The chief constable said he thought individual liability was more likely than corporate criminal responsibility for his force.

Mr Crompton accepted a cover-up had taken place but said time pressure to get an interim report from Lord Justice Taylor published in the four months before the start of the 1989/90 football season had influenced the process of gathering statements.

He also pointed to both previous public inquiries into Hillsborough being aware of the alteration of statements and had not attached great weight to the changes. He added that officers might have felt they had the “endorsement” of lawyers advising the inquiries.”.

But he said: “What I would absolutely concede is the way the statements were altered placed the police in a better light.

“There was alteration of what officers put down on paper – in that sense, it shouldn’t have been done. It’s a bad idea, it’s bound to end in questions about openness and transparency.”

The panel said South Yorkshire Police “from the outset sought to deflect responsibility for the disaster on to Liverpool fans”.

It found evidence the force’s submissions to the Taylor Inquiry, “emphasised exceptional, aggressive and unanticipated crowd behaviour: Large numbers of ticketless, drunk and obstinate fans involved in concerted action, even ‘conspiracy’, to enter the stadium”.

Referring to the wholesale alteration of police statements, the panel highlighted one officer who said he only accepted the changes because he was suffering from post-traumatic stress and that he considered it an injustice for statements to have been “doctored” to suit the management of South Yorkshire Police, the report found.

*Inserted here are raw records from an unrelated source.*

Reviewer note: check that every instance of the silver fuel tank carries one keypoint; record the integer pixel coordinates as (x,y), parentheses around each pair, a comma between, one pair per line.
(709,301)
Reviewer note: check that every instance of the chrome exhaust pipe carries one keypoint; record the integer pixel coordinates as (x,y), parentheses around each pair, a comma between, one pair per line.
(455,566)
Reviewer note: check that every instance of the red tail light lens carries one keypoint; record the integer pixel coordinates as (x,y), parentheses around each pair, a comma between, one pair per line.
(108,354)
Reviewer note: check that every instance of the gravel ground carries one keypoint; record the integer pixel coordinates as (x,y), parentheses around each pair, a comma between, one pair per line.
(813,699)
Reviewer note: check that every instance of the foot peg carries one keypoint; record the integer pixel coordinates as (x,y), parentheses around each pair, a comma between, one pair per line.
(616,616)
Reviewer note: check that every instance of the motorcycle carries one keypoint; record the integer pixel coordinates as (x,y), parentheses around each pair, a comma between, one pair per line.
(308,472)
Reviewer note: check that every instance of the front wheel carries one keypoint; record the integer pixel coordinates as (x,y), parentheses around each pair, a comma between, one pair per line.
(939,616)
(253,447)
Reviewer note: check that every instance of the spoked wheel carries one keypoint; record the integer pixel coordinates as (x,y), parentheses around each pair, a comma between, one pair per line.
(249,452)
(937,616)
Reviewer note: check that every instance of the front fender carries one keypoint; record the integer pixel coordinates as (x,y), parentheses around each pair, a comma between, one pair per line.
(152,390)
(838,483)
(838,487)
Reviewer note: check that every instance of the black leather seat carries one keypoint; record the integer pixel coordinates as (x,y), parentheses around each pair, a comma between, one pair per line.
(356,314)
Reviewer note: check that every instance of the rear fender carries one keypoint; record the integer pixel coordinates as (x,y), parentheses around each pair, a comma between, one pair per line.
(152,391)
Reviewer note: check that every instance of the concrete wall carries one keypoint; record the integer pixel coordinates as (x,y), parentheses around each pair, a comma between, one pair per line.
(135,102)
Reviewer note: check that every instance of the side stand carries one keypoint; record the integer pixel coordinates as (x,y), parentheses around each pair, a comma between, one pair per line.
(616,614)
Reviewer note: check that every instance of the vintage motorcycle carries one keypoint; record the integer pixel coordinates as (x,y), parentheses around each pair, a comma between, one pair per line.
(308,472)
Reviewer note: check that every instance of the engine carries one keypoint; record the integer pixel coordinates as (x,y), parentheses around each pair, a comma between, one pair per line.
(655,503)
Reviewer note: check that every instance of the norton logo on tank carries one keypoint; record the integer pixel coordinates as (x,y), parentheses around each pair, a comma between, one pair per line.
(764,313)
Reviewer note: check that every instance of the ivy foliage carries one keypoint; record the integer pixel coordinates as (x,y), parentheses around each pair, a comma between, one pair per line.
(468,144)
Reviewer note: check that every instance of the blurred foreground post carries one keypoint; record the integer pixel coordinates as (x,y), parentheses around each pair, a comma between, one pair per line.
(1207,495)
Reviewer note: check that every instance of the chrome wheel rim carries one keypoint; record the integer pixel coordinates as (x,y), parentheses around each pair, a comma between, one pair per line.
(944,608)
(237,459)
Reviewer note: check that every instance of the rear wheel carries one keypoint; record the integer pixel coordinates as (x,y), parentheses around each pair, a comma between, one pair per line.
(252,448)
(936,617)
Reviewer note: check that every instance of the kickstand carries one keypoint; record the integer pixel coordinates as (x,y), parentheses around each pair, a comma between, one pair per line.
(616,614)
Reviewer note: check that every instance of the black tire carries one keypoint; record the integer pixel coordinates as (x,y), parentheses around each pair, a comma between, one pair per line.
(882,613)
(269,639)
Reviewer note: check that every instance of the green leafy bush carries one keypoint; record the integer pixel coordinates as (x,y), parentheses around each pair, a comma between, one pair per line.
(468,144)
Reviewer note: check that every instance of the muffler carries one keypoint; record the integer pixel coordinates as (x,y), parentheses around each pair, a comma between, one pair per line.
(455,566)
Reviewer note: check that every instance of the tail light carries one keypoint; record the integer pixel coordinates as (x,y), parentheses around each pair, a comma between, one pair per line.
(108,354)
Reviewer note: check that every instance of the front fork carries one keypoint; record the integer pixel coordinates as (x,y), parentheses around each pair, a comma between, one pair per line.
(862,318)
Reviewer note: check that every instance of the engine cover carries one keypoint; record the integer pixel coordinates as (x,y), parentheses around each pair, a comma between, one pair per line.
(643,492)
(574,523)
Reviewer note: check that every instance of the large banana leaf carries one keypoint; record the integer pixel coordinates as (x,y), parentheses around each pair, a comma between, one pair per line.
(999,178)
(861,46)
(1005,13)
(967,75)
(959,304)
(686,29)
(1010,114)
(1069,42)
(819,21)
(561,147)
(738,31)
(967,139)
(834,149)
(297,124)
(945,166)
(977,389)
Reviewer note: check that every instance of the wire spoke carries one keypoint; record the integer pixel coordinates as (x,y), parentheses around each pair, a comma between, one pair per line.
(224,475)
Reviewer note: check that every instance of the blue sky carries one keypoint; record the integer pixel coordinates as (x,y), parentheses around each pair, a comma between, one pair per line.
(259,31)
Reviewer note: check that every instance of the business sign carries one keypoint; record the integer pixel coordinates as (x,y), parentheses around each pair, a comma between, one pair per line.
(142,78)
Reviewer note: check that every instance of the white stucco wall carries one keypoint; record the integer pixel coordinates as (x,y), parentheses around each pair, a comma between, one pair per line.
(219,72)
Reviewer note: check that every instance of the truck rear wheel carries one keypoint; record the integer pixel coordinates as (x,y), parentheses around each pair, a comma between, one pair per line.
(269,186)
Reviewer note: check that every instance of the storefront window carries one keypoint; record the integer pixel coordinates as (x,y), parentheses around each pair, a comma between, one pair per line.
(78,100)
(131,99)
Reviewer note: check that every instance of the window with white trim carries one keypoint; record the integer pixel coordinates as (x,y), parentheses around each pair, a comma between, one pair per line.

The panel found: “Examination of officers’ statements shows that officers were discouraged from making criticisms of senior officers’ responses, their management and deficiencies in the SYP operational response: ‘Key’ words and descriptions such as ‘chaotic’ were counselled against and, if included, were deleted.”

Mr Crompton said police responsibility for the disaster itself lay with former chief superintendent David Duckenfield, the matchday commander, and ultimately with the late Peter Wright, who was chief constable at the time. He said the “failure of police leadership and control was about as bad as it could be.”

The chief constable would not be drawn on whether new inquests should take place following the revelation that 41 of the 96 who ultimately perished could possibly have survived if the unfolding events had been better responded to on the day.

Mr Crompton said the decision was for others to make but he pledged the force would assist in whatever way it could if fresh inquests were ordered.

South Yorkshire Police Federation, which represents rank and file officers and was also implicated in efforts to focus attention on Liverpool fans rather than police, declined to comment last night.